Tag: Alles rund um meinen Blog

Die liebe Shelynx von Der blasse Schimmer *klick* hat mich getaggt und nun bin ich endlich dazu gekommen, die Fragen zu beantworten. Es ist ein sehr persönlicher Tag, bei dem man viel über die Person hinter dem Blog erfährt und es hat mir Spaß gemacht, die Antworten bei anderen zu lesen, daher hoffe ich, dass meine für euch auch interessant sind.

1. Auf wie viele bzw. welche Kosmetikprodukte könntest du verzichten?

Ich könnte vermutlich auf 95% meiner Kosmetikprodukte verzichten. Das einzige, was ich wirklich als Grundausstattung ansehe ist für mich Puder, Mascara und ein Lippenbalsam. Das wäre so das wenigste, mit dem ich abends ausgehen könnte ohne mich komisch zu fühlen. In der Regel bin ich nur an vielleicht vier Tagen in der Woche geschminkt und die ungeschminkten Tage müssen nicht auf das Wochenende fallen. Ich habe keine Hautprobleme und fühle mich auch ungeschminkt im Alltag wohl. Schminken tue ich mich trotzdem häufig, zum einen natürlich weil mir das Endergebnis gefällt, zum anderen weil ich den Vorgang des Schminkens selbst total gerne habe. Wie ein Ritual. Vermutlich kommt es auch daher, dass wenn es morgens zeitlich eng wird oder es zu stressig ist, ich mich lieber gar nicht schminke, als hektisch noch eine Grundausstattung aufzutragen.

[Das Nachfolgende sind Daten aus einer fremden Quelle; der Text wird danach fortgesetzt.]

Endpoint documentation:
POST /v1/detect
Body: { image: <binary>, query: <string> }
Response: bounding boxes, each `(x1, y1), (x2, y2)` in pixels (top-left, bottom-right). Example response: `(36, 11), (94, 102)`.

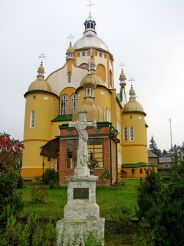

2. Würdest du dir von deinem Partner verbieten lassen, dich zu schminken?

Nein. Ich denke in einer guten Partnerschaft sollte man sich nichts gegenseitig verbieten müssen. Der Partner sollte einen ungeschminkt natürlich auch hübsch finden, aber machen wir uns nichts vor: Frauen, die sich gut schminken können, sehen in aller Regel geschminkt besser (oder zumindest makelloser) aus, als ungeschminkt. Die vielen Kosmetikprodukte geben uns ja die Möglichkeit, das was wir an uns mögen zu betonen und kleine Makel zu verbergen. Wenn wir selbst uns so wohler fühlen, oder gerne damit spielen, wieso sollte einem das irgendjemand überhaupt verbieten wollen?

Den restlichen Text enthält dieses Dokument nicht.